West Seattle is the area west of the Duwamish River and was annexed by Seattle in 1907.

Thanks to the city's many hills, lakes, and bays, all Seattle neighborhoods are distinct. However, none is more a world unto itself than giant West Seattle. It is only minutes from city center travelling down Highway 99 and across the West Seattle Bridge.

West Seattle's miles of rolling peninsula feature many of the city's loveliest parks and beaches, its highest hills, a couple of happening retail districts studded with good restaurants, middle-class neighborhoods blessed with gorgeous views, and a mix of residents as diverse as any in town.

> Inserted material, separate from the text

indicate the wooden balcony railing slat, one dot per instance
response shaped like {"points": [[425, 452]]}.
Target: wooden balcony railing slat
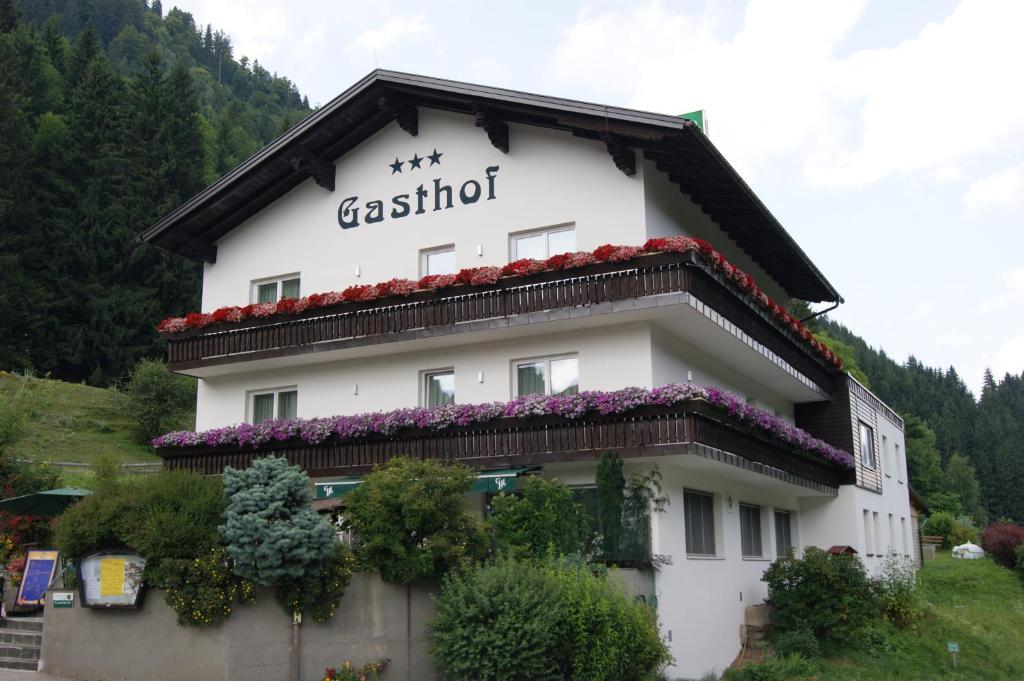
{"points": [[283, 335]]}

West Seattle might be more apt to be called Southwest Seattle because it occupies that quadrant of the city. The "south" part was skipped because Seattle has long been divided along class lines north and south. As the nicest part of the South End, early boosters called the place West Seattle to distance it from its embarrassingly obvious southern location.

There are poor neighborhoods here within miles of very rich ones. Generally, the socio-economic spectrum stretches from the southeast, near immigrant-packed and ironically named White Center, northwestward until one arrives among the leafy, pricey homes overlooking Alki Beach, the city's favorite strand.

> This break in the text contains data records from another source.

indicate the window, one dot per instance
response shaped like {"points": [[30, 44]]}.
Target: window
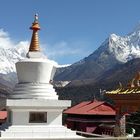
{"points": [[38, 117]]}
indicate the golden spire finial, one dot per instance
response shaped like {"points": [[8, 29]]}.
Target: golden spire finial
{"points": [[34, 45]]}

Among its residents, West Seattle features more than its share of famous and not-so-famous rock stars, mountaineers, artists and others taken with its unpreposessing, outdoorsy style.

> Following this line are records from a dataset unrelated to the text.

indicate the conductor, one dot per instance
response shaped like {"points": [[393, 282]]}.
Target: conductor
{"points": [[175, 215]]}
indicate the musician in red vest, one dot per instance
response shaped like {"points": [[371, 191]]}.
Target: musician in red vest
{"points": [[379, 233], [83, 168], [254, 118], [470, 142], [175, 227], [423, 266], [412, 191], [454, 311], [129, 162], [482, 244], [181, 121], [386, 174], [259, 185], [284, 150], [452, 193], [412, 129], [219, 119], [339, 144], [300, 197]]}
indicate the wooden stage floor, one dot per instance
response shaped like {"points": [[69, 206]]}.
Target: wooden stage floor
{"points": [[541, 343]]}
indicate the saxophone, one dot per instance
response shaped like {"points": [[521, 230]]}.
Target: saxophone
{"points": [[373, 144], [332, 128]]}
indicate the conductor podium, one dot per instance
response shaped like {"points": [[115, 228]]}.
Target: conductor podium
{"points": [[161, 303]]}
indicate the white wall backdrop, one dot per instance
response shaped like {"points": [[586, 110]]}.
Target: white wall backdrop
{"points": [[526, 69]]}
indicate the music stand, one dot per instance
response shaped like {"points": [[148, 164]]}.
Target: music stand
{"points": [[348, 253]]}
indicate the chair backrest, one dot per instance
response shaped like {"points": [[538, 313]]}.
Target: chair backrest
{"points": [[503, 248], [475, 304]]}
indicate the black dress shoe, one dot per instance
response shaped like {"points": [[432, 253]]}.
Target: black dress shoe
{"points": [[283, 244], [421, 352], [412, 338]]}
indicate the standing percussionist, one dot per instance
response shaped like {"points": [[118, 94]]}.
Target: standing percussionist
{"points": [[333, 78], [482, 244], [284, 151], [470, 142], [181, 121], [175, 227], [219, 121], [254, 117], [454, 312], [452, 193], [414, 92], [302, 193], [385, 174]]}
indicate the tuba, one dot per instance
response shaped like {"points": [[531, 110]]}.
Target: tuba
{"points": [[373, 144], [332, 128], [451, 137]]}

  • California Avenue: Most head for the beach, but this street's two distinct retail districts (Admiral Junction and Alaska Junction) provide reasons to visit. Along with the book shops, antique malls, craft stores, and yoga studios, highlights include Easy Street Records, easily Seattle's coolest record store and cafe; ArtsWest Playhouse & Gallery for live theater, music, comedy, and cabaret, plus a quality art gallery, classes, and workshops; the Admiral Theater for funky second-run movies; across the street is Mission with it's notorious margaritas and pleasing decor; Ovio Bistro for chic dinner fare and a great bar; Metropolitan Market, a tastefully upscale environment for grocery shopping, including exemplary produce, cheese, and wine sections alongside a full-service deli ; West 5, excellent home-cooked favorites and full bar in a retro atmosphere; Lee's Asian Restaurant, the best hole-in-the-wall Chinese joint in Seattle; several good pubs and bistros include Circa, Elliott Bay Brewing and Beveridge Place Pub; West Seattle Nursery, a first-class neighborhood garden center for plants you won't find at Home Depot; and ice cream cones and sandwich at Husky Deli, a neighborhood gathering place beyond compare.
  • West Seattle Golf Course: The best public course in Seattle, with long holes, lots of hills and verdant views. Just off the West Seattle Bridge, south on 35th Ave.
  • Camp Long: It's a real summer camp, now a city park, and a great place to take kids for a romp among meadows, trails, ponds, and the world's original man-made climbing rock.
  • The Seattle Chinese Garden: located at the South Seattle Community College campus along 16th Ave. on Pigeon Hill, it's an excellent, if new, sizeable Chinese pond garden, perfect for a stroll.